C 3 (break for a banana or two.)
they awoke to being very freaking hot. the tent had become a sauna, and -30 degree sleeping bags soaked up the heat like soft rock fans on the new coldplay album. it was the start to a beautiful day. katie and the red house girls (for as previously stated but not explained, it was called the red house. because at one time it was red, though now it was brown.) had gone off to their daily duties, and john jef as well as tyler bathed each other in sunscreen and set off across the streets in search of everything mandatory to the human body. minus showers.
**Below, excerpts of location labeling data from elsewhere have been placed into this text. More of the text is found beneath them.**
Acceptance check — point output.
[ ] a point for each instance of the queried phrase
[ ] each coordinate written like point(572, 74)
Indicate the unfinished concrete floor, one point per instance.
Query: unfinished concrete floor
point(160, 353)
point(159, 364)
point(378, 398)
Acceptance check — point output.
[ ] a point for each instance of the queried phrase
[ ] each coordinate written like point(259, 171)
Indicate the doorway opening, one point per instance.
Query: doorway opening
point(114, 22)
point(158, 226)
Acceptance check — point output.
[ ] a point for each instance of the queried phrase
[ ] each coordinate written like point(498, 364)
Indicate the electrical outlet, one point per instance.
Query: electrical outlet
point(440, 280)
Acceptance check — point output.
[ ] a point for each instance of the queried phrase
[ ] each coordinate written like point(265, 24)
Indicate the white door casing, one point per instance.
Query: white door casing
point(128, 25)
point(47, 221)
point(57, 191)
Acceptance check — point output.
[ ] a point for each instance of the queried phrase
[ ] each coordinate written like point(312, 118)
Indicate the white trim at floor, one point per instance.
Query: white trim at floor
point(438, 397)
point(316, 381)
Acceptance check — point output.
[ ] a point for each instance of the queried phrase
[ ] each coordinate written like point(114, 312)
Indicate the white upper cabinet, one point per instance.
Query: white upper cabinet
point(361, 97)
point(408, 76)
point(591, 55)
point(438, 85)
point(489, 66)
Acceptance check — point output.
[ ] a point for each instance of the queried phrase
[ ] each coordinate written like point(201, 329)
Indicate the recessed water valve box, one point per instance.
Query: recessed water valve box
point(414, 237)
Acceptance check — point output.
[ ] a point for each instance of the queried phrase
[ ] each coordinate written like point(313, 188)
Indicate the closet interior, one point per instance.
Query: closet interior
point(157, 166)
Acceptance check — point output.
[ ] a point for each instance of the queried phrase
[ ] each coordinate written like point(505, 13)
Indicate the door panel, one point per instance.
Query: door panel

breakfast was had at the roosters crow, or caw, or tail, but something involving rooster. katie came off from work and joined them and they talked about canada and rafting and other gettingtoknowoneanother stories. it was clear to be a fantastical day/weekend/fantasy life. she had given them directions to either climbing possibilities, or lakes of the twin-ed nature. after an amazing drive to the lakes where swimming may or may not have happened, they spent awhile skipping and hitting rocks with large sticks which then turned into a mini photosesh with jef' amazing camera. it was too cold to swim. but just right to bathe (dude is that seriously a word? dope.) in sand.
the absolute freedom they had turned into bold inquisition of how long they could stay there, and if not, what they could do in the limited time they had. it was clear tattoos were a strong desire, but only john had the design, money, and social urgency to conjure up an appointment. it was set for monday at 1pm, therefore it was also decided the men were going to take tuesday off from work as well. nobody dared care enough to doubt that decision.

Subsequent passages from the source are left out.